The Fed has the tools and a statutory mandate to pursue “stable” prices. But since 2012 on its own prerogative, it has targeted 2 percent inflation. In 2020, as alluded to above, the Fed, again on its own prerogative, upped the ante, adopting an inflation-averaging policy, meaning it would permit and indeed encourage higher inflation to catch up for past inflation deemed too low.
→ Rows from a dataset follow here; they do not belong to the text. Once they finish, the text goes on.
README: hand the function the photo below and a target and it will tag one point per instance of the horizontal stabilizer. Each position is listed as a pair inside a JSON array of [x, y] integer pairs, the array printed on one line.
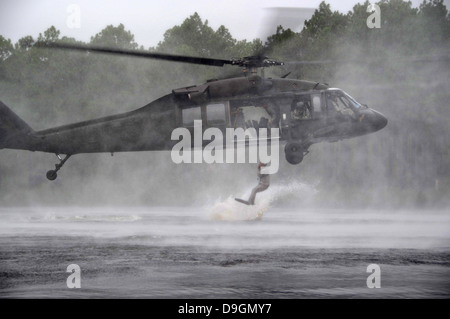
[[11, 126]]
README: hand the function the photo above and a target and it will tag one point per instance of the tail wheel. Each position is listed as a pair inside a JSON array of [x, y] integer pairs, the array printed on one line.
[[294, 153], [52, 175]]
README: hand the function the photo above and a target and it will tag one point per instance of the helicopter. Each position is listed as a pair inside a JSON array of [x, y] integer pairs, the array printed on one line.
[[304, 112]]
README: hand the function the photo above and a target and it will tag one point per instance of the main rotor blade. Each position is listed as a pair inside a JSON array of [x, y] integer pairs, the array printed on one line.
[[137, 53]]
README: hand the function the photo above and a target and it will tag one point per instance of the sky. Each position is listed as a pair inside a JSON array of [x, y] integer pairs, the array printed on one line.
[[149, 19]]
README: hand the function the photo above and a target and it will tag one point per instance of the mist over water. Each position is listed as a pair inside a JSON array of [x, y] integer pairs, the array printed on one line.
[[172, 252]]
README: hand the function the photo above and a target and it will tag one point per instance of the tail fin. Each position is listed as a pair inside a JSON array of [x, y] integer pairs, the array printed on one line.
[[13, 130]]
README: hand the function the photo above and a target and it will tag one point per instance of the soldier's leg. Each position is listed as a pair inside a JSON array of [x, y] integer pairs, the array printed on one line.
[[257, 189]]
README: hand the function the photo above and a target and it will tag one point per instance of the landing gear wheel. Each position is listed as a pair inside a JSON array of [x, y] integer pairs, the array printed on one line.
[[52, 175], [294, 153]]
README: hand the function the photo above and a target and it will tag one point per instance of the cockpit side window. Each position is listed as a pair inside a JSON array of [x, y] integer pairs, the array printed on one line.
[[338, 102], [216, 114], [191, 114]]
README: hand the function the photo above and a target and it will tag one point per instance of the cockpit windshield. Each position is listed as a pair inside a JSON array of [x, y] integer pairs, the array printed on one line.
[[341, 100]]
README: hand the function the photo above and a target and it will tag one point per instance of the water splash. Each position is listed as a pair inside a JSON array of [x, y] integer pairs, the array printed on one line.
[[231, 210]]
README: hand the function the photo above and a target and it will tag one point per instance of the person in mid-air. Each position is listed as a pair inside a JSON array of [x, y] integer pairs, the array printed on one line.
[[264, 182]]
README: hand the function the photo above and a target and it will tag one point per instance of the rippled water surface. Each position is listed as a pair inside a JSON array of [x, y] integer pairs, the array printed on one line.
[[222, 252]]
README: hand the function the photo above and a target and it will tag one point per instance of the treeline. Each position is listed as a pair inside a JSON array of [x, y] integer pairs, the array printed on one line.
[[400, 69]]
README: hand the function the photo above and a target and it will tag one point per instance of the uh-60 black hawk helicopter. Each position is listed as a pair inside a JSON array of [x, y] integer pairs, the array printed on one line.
[[305, 113]]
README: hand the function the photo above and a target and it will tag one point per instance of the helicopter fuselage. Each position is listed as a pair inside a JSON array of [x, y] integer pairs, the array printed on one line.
[[304, 112]]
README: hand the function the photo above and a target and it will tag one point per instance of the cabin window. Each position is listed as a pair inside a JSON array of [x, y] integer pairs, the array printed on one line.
[[216, 114], [316, 103], [191, 114]]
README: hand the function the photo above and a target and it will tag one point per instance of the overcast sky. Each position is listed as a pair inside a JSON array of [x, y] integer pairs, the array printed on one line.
[[149, 19]]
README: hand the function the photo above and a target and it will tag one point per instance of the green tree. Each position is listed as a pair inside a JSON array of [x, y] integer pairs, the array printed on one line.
[[115, 37]]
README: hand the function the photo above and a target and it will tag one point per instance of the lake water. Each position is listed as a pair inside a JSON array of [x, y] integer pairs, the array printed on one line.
[[218, 251]]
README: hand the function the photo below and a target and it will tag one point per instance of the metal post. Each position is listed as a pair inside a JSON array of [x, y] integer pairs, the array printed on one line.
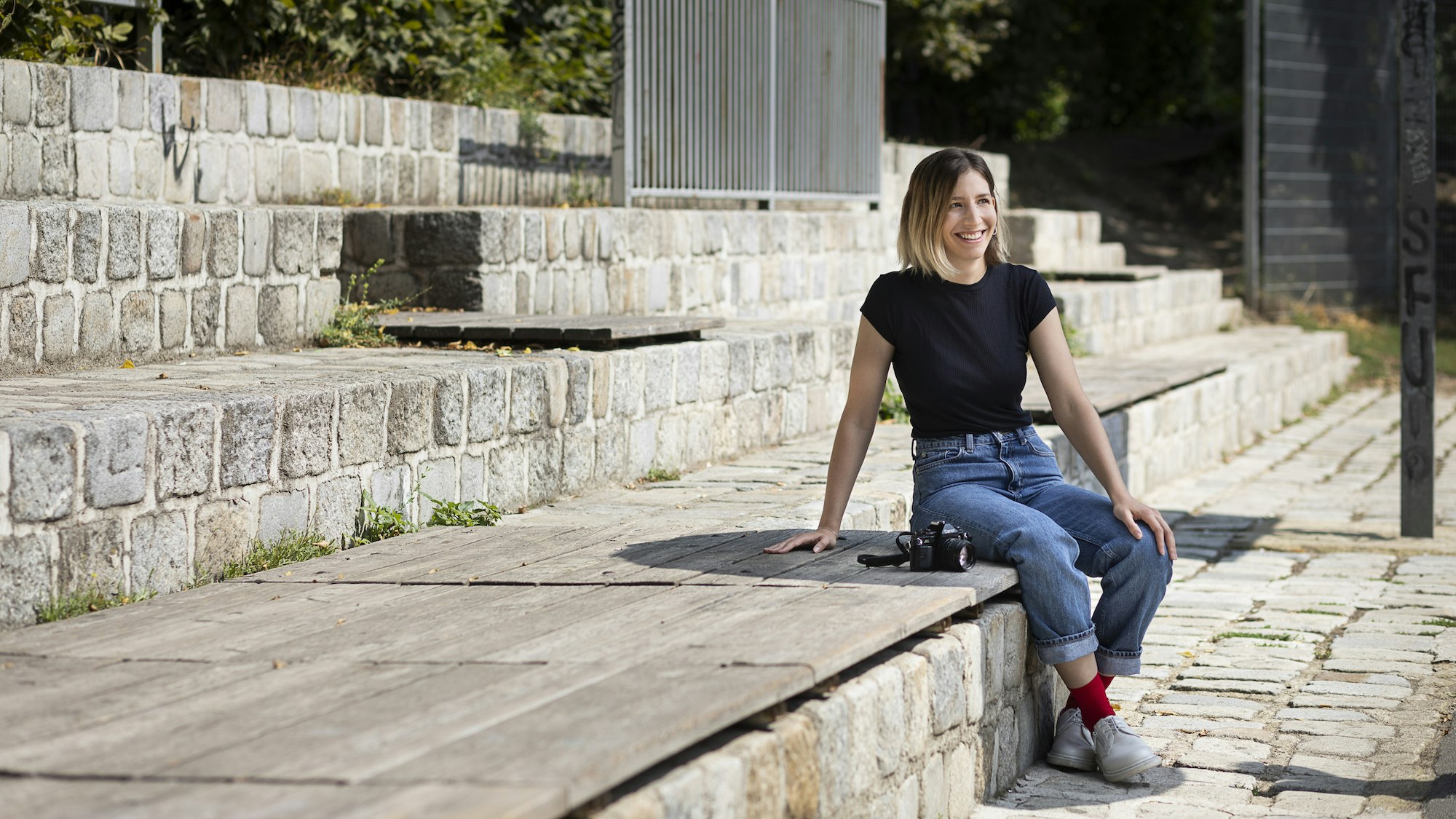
[[1417, 266], [622, 132], [1253, 97]]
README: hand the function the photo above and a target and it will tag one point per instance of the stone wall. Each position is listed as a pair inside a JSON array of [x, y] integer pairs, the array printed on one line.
[[98, 283], [101, 135], [625, 261], [126, 481], [930, 727]]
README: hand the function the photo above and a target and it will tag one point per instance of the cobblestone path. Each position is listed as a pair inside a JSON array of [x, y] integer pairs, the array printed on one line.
[[1314, 678]]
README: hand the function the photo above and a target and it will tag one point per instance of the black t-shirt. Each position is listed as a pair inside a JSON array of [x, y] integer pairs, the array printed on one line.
[[960, 349]]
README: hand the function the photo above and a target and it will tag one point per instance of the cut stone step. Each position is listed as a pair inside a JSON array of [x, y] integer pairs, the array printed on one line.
[[598, 331]]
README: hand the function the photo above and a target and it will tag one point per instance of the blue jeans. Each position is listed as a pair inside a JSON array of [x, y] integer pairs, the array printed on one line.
[[1005, 493]]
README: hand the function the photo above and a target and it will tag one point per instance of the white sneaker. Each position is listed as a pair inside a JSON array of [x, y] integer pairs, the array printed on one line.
[[1120, 752], [1072, 748]]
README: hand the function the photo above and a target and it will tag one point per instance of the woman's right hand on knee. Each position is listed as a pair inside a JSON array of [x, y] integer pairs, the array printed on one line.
[[819, 539]]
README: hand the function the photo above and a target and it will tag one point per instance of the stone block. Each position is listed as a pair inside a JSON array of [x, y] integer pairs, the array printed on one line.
[[25, 165], [59, 328], [123, 242], [449, 410], [507, 481], [52, 94], [98, 331], [25, 579], [337, 506], [43, 470], [58, 165], [529, 398], [205, 317], [321, 299], [282, 515], [190, 104], [173, 318], [94, 170], [657, 378], [544, 468], [91, 558], [15, 92], [184, 452], [256, 108], [947, 657], [241, 330], [308, 430], [487, 416], [222, 534], [164, 241], [293, 241], [223, 244], [159, 560], [132, 100], [139, 320], [225, 106], [363, 410], [331, 240], [212, 171], [389, 487], [247, 440], [410, 403], [94, 100], [279, 314], [116, 461], [148, 171], [280, 111], [24, 328], [53, 229], [193, 242], [15, 244]]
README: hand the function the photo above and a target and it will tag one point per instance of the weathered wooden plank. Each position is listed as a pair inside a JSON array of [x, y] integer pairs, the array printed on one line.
[[47, 797], [641, 716]]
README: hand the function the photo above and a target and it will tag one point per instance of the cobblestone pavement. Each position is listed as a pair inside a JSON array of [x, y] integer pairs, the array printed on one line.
[[1308, 679]]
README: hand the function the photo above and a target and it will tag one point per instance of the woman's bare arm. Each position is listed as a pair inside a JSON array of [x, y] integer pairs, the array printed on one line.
[[1083, 426], [857, 427]]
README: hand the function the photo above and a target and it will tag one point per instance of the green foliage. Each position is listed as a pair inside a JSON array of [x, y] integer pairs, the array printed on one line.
[[500, 53], [462, 513], [90, 601], [893, 405], [290, 547], [353, 323], [69, 33]]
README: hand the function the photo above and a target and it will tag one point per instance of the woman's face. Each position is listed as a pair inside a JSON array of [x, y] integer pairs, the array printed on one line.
[[970, 219]]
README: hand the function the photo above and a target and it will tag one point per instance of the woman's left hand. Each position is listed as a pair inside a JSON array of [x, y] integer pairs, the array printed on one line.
[[1132, 510]]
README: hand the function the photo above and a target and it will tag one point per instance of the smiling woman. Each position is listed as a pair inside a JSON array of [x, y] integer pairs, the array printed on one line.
[[957, 324]]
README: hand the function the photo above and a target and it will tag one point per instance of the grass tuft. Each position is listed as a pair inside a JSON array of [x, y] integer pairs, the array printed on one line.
[[84, 602]]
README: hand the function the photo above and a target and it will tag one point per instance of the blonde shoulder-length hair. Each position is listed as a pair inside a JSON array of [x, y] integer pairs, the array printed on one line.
[[924, 212]]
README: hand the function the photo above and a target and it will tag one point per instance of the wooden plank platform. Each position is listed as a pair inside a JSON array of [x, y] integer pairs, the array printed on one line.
[[599, 331], [528, 669], [1115, 382]]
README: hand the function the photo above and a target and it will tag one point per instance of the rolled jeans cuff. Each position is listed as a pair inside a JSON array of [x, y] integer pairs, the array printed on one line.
[[1119, 663], [1068, 649]]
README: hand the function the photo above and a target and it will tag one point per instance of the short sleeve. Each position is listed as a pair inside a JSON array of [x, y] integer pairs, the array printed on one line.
[[879, 306], [1037, 299]]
Inflation doesn’t have to be Venezuelan or Zimbabwean hyperinflation to be destructive. It’s a tax diminishing the value of dollars earned and saved, and it increases the effective income- and capital-gains tax rates. It can cause systemic malinvestment, and it transfers wealth from creditors to debtors — the biggest of which is Uncle Sam. While the observation may not be fashionable in Washington, gentle deflation would benefit many consumers and businesses. Joe and Sally Sixpack would welcome a kilowatt-hour, crown, college tuition, and gas that cost a bit less next year, assuming — an important caveat — that this was not accompanied by falls in nominal income.

The Fed’s signal that it may raise its benchmark rate modestly by the end of 2023 is really a promise of continued easy money. The commitment to stay the course buying Treasuries and mortgage-backed securities and Chairman Powell’s comment that inflation will run “above our objective for a few months” before falling underscored the fact that the central bank remains in denial about inflation.

For the Fed to believe that it can and should use creative monetary policy to manage the macro-economy is a remarkable display of hubris. While the Fed has cultivated and enjoys a stellar reputation on both sides of the political aisle and with much of the public, its track record since its 1913 creation has been less than stellar. The dollar has lost 96 percent of its value, and the U.S. has suffered multiple financial and economic crises.

On June 22, Chairman Powell assured the House Select Subcommittee on the Coronavirus that double-digit inflation was “very, very unlikely.” Not however, if the Fed doesn’t act decisively. Time for Volcker 2.0.

Eric Grover is the principal at Intrepid Ventures, providing corporate development and strategy consulting to financial-services, payment-network, and processing businesses, principally in North America and Europe.